I digitally sign every executable with my certificate
I sign every program installation package available for download on this site with my personal digital certificate. The same is true for every executable file inside of the package. What does this mean, and more specially, what does it mean for you?
To start with, the first thing you see on Windows when running a executable that is not digitally signed is a yellow dialog with a warning. It tells you that the origin of the file is unknown. Thus, it can potentially be dangerous for your computer to run this file.
When you run a digitally signed executable file, the first thing you will see is a blue dialog window. It gives you information about who published the file and asks if you trust the publisher? But that is really just surface stuff and candy for the Graphical User Interface experience.
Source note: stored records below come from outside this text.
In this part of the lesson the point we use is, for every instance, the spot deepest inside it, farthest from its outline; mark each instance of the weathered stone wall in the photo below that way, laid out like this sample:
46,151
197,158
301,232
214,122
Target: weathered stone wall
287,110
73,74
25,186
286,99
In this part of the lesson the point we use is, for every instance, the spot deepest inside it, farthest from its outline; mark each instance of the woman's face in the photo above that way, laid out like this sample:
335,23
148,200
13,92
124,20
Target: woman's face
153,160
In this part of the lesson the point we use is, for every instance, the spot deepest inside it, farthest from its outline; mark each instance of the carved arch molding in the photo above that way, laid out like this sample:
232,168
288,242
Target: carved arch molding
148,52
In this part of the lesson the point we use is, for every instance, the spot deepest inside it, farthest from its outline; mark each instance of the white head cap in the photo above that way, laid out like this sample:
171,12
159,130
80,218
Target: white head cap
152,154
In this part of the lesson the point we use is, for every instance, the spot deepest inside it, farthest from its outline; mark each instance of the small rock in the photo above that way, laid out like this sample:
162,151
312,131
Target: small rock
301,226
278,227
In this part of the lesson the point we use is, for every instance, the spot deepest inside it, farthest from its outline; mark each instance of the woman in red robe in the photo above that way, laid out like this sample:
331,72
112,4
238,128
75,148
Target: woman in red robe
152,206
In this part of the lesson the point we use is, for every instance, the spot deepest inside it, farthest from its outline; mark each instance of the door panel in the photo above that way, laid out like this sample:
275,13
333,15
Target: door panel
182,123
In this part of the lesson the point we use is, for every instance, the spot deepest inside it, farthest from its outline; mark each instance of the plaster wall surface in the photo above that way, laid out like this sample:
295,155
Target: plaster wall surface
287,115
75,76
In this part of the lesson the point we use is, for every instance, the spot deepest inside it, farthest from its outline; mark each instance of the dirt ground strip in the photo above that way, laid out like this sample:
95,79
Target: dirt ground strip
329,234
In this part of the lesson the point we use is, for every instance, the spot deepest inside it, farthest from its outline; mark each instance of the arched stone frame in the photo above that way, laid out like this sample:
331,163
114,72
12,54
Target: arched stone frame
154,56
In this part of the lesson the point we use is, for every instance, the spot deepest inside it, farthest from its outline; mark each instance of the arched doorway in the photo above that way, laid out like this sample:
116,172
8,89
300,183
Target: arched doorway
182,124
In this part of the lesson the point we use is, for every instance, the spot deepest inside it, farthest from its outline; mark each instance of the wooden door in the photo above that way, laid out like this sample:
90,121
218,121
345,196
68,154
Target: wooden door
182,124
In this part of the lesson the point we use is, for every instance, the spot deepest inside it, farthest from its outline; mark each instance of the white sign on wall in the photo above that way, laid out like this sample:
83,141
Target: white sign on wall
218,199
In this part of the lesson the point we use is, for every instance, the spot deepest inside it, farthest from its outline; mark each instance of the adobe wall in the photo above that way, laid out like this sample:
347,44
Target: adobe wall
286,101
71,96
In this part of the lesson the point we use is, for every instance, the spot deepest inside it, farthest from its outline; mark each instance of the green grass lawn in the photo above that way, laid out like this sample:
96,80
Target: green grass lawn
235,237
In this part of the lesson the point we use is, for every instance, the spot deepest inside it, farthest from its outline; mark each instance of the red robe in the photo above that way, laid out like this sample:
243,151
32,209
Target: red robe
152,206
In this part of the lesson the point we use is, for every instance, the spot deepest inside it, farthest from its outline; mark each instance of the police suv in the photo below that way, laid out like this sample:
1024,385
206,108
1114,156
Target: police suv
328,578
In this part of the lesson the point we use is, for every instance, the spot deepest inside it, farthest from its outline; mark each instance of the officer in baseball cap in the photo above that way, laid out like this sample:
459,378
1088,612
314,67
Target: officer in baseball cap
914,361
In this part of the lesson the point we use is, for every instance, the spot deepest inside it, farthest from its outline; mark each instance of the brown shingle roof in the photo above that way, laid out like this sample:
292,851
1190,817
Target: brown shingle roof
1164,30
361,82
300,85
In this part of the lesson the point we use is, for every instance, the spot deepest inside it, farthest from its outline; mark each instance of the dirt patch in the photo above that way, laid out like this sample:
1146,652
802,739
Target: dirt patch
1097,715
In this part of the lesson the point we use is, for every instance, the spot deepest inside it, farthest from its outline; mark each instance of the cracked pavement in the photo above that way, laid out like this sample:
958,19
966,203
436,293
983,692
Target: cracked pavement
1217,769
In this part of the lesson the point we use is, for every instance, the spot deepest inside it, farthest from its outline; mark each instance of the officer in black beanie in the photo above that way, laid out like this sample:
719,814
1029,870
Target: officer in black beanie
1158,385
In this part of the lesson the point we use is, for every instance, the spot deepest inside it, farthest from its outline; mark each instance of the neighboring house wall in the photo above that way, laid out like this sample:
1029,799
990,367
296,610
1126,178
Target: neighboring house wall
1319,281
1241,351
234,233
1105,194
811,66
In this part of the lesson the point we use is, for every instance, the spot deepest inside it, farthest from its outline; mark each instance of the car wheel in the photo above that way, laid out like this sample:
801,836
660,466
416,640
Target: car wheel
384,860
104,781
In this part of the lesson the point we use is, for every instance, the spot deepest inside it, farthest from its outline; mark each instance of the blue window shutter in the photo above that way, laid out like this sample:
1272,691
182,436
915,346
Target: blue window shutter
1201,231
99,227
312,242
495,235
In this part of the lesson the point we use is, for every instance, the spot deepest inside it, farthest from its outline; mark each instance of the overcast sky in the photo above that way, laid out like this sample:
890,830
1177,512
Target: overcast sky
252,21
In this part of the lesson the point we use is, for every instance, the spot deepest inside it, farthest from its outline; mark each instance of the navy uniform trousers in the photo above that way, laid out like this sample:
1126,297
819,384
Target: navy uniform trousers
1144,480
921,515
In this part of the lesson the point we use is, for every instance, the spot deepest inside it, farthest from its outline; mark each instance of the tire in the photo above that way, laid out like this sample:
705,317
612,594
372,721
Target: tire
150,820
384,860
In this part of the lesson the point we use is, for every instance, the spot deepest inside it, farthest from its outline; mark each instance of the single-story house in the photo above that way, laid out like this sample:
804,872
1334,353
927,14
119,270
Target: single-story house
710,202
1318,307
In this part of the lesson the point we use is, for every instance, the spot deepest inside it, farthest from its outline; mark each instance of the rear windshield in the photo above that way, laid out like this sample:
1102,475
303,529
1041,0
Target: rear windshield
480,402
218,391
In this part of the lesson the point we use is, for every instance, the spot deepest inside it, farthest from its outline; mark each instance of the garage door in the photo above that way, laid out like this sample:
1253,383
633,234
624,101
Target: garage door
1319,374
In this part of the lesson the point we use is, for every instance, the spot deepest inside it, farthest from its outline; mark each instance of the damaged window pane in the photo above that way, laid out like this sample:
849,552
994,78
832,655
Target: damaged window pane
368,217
What a digital certificate really does
The certificates makes a statement that the file hasn’t changed since it was signed. Because, if the file were changed, e.g. by a virus, this would break the file’s encrypted signature. As a consequence, the file would not execute and run properly. As a result, the certificate would not be intact to display or even be available when you open the Properties dialog of the file. Even if the file somehow was enabled to run, you would know its been tampered with as Windows would give you the yellow dialog with a warning.
In practice it means that nobody can download any Astrocalc Software, change or repack it and then offer it with a claim it’s genuine software from Astrocalc or from me. So when you run my software and get the blue dialog you will know that the file is OK. Thus, it doesn’t impose any threat to your computer. You can also right click the file and open the properties dialog where you can display the certificate.
What does the certificate expire mean?
Also important to know; while a certificate has an expiry date that doesn’t mean the signed file turns bad/unprotected after this date. The expiration date merely means that’s the last date it’s valid to sign a file with. The signed file as such has no expiration.
Thanks to support from the Astrocalc user community I was able to renew my current digital certificate for code signing on 15 April 2020 and I want to express my sincere gratitude. Due to the current situation with COVID-19, which literally has killed my main source of income, I wouldn’t have been able to renew the certificate, and sign new upcoming releases.
This means there will be a new release in the near future, once I have completed what I’m working on, as well as corrected any issues reported by the user community. Again, thank you!